Earlier, I mentioned that the generic interface also comes with a contract form that’s automatically defined. You can use these to attach dynamic checks to your implementations.

For example, we can write a contract that restricts our queues to only accept integers as data elements:
> (define int-queue/c
    (recursive-contract
     (queue/c [queue-enqueue (-> int-queue/c integer? int-queue/c)]
              [queue-dequeue (-> int-queue/c int-queue/c)]
              [queue-head    (-> int-queue/c integer?)]
              [queue-empty?  (-> int-queue/c boolean?)]
              [queue-length  (-> int-queue/c integer?)])))
For the queue interface, the automatically defined queue/c combinator allows us to specify contracts on each of the methods in the interface. We also use a recursive contract here just so that we can reference the int-queue/c contract within itself.

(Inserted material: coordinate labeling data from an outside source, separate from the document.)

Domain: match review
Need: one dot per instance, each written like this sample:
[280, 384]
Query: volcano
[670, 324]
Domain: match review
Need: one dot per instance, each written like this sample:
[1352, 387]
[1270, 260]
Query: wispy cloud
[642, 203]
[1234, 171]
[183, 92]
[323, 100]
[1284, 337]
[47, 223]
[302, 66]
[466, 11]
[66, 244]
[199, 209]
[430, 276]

We can apply the contract to a particular queue:
> (define/contract checked-queue
    int-queue/c
    empty-queue)
> (queue-enqueue checked-queue 42)
#<simple-queue>
> (queue-enqueue checked-queue "not an integer")
checked-queue: contract violation
 expected: integer?
 given: "not an integer"
 in: the 2nd argument of
     the queue-enqueue method of
      (recursive-contract
       (queue/c
        (queue-enqueue
         (-> int-queue/c integer? int-queue/c))
        (queue-dequeue
         (-> int-queue/c int-queue/c))
        (queue-head (-> int-queue/c integer?))
        (queue-empty? (-> int-queue/c boolean?))
        (queue-length (-> int-queue/c integer?))))
 contract from: (definition checked-queue)
 blaming: top-level
 at: eval:15.0
The second use of queue-enqueue causes a contract error as expected, since we can’t add a string to an integer queue. You can also provide a constructor for your integer queue that’s contracted to produce int-queue/cs. Any queues created with that constructor will be checked for integers.

Also, you might have noticed that the queues we wrote above don’t protect against dequeueing or taking the head of empty queues. To prevent this, we can write contracts that ensure these operations raise contract errors on empty queues. Since we want to enforce this for all queues instead of just some of them, we apply contracts to the generic functions:
> (define non-empty-queue/c
    (flat-named-contract
     'non-empty-queue
     (λ (q) (and (queue? q) (not (queue-empty? q))))))
> (define/contract (checked-dequeue queue)
    (-> non-empty-queue/c queue?)
    (queue-dequeue queue))
> (define/contract (checked-head queue)
    (-> non-empty-queue/c any/c)
    (queue-head queue))
> (checked-head empty-persistent-queue)
checked-head: contract violation
 expected: non-empty-queue
 given: #<persistent-queue>
 in: the 1st argument of
      (-> non-empty-queue any/c)
 contract from: (function checked-head)
 blaming: top-level
 at: eval:20.0
The checked-head function raises a contract error as expected instead of an exception from a stream function. In a real implementation, you would just export the original generic functions with contracts attached using contract-out instead of defining checked versions like we did here.

Summary

Racket 5.3 has made the process of defining and using generic interfaces much easier. The new library is still under active development and we plan to experiment with additional features and performance improvements. The full code from this article can be found in the following gist: https://gist.github.com/3995200

Bibliography

Chris Okasaki. Purely Functional Data Structures. Cambridge University Press, 1998.